What is life without imagination? I would suggest it isn't life at all; it's state of living death. You can't have hope without imagination. You can't make any kind of advances in any area without imagination. We create the world. So why do we disdain the professions that are about imagining? Literature, art, music, and religious ritual are all "useless", and that uselessness is what makes us human, the thing that allows us to connect with each other. They don't have a "purpose" other than to tell a kind of story. And our consciousness is nothing but stories. Your whole life has a narrative, whether you're aware of it or not. Either you created it, or society created it for you.
Carroll makes the statement that it's not about what you have or what you do, it's the fact that you are. That alone makes you worthy of respect, and that should be the only criterion. Money, position, and productivity do not make you more respect-worthy than those engaged in so-called "useless" endeavors. The wealthy businessmen is not worthy of any more respect than the starving artist. Both should be equally respected.
This is a tough thing to swallow. We want to believe that our lives have a "purpose". We believe that success is connected to hard work. We believe that wealth and status are the fruits of hard work. None of that is true. Think of how many people work hours and hours every day and still don't have enough to make ends meet. Or, even among those who can meet their obligations--how many are in jobs they hate. As Joseph Campbell said, "When you get off the beam just to make money, you have given up your life." And your life is, of course--useless.
Uselessness is a virtue. It means connecting with and helping others for no damn good reason. It means creating worlds that are interesting, even if not entirely logical or "productive". There's no need to drive at anything, towards one temporal goal after another.
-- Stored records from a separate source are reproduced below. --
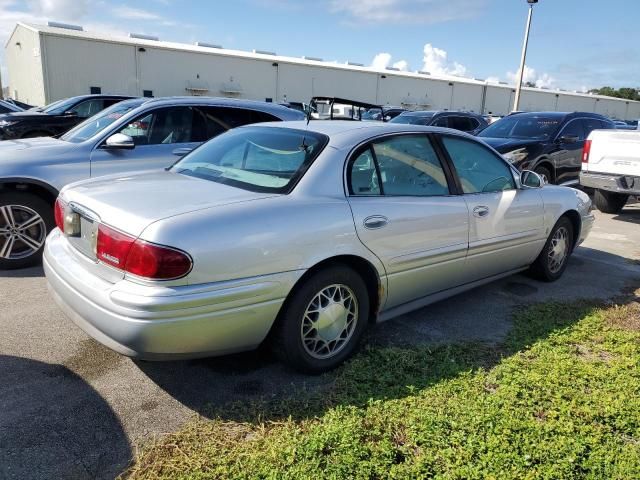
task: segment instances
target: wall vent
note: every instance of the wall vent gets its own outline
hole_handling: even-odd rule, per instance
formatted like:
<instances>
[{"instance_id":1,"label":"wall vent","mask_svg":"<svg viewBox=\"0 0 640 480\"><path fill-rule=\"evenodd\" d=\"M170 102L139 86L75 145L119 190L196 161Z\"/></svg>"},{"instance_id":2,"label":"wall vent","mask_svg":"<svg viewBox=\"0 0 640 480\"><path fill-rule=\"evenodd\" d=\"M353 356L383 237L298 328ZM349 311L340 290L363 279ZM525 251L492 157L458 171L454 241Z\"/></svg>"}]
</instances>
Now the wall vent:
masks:
<instances>
[{"instance_id":1,"label":"wall vent","mask_svg":"<svg viewBox=\"0 0 640 480\"><path fill-rule=\"evenodd\" d=\"M311 60L313 62L324 62L321 58L318 57L302 57L304 60Z\"/></svg>"},{"instance_id":2,"label":"wall vent","mask_svg":"<svg viewBox=\"0 0 640 480\"><path fill-rule=\"evenodd\" d=\"M276 56L276 52L270 52L269 50L256 50L253 49L253 53L257 53L258 55L271 55L273 57Z\"/></svg>"},{"instance_id":3,"label":"wall vent","mask_svg":"<svg viewBox=\"0 0 640 480\"><path fill-rule=\"evenodd\" d=\"M155 35L146 35L144 33L130 33L129 38L137 38L139 40L153 40L154 42L160 40L160 38L156 37Z\"/></svg>"},{"instance_id":4,"label":"wall vent","mask_svg":"<svg viewBox=\"0 0 640 480\"><path fill-rule=\"evenodd\" d=\"M216 45L215 43L207 43L207 42L196 42L196 47L222 48L222 45Z\"/></svg>"},{"instance_id":5,"label":"wall vent","mask_svg":"<svg viewBox=\"0 0 640 480\"><path fill-rule=\"evenodd\" d=\"M358 62L347 62L347 65L351 65L352 67L364 67L364 63Z\"/></svg>"},{"instance_id":6,"label":"wall vent","mask_svg":"<svg viewBox=\"0 0 640 480\"><path fill-rule=\"evenodd\" d=\"M84 28L82 28L82 26L73 25L71 23L47 22L47 27L64 28L67 30L76 30L78 32L84 32Z\"/></svg>"}]
</instances>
Everything just is, and there's no reason to feel guilty about that. Everyone just is, and they need no special qualifications to be respected. There's no need to "perfect" anything. To "perfect" is to finish (perficere). To be finished is to die. You just need to connect with others while you're living.
So, if you're a liberal arts major, an artist, a writer--and someone questions the value of your investment in your future--remember that you're investing in the future of being human. That goes a lot farther than most bank accounts.
Oh, and incidentally--I was listening to Jon Stewart's Daily Show with guest Neil deGrasse Tyson today. Tyson finished his interview with this quote: "Imagination is more important than knowledge." That quote was from Einstein.